To be sure, the Pinot Noir does not compare to those produced by vineyards such as Bergstrom, Lemelson or Prive.  But, then again, Black Ankle is in Maryland, not Oregon.  And, for a Maryland Pinot Noir, the wine proves to be quite the accomplishment. 

The Black Ankle Vineyard Pinot Noir pours a nice ruby red. Lighter hues shine through depending upon the light. The color would suggest a Pinot Noir along the lines of the California or French style.  Something more fruit forward, rather than the earthier Oregon wines.  
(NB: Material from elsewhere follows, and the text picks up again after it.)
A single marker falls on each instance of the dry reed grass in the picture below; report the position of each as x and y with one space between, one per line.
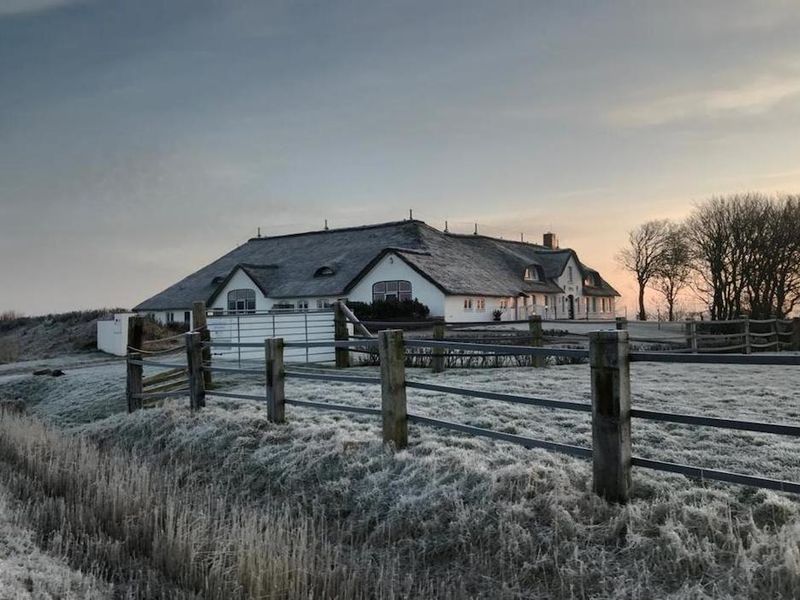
156 533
This fruit forward character is also present in the aroma.  Various types of cherries greet the nose, without any hint of something else. Those cherries also carry themselves through to the taste of the wine.  Perhaps this is where the Maryland wine may take a different path from an Oregonian Pinot Noir.  The fruit in the Oregon wines tend to be slightly darker, not just cherries, but perhaps dark cherries or blackberries.  There is also some minerality or earthiness in the background.  None of that is present in this Pinot Noir, suggesting that the Black Ankle Pinot Noir may not be as complex as an Oregonian wine.  But, that does not mean that the Black Ankle Pinot Noir is not good in its own right.  After all, that one can produce a Pinot Noir wine in Maryland is quite the feat. 

This wine is extremely hard to get, which is why my beautiful Angel and I bought two bottles when we had the chance.  It was only available to Wine Club members of Black Ankle.  While this wine is very good, it is not a reason to join the Wine Club.  If you want a reason to do so, try the Crumbling Rock or the Slate.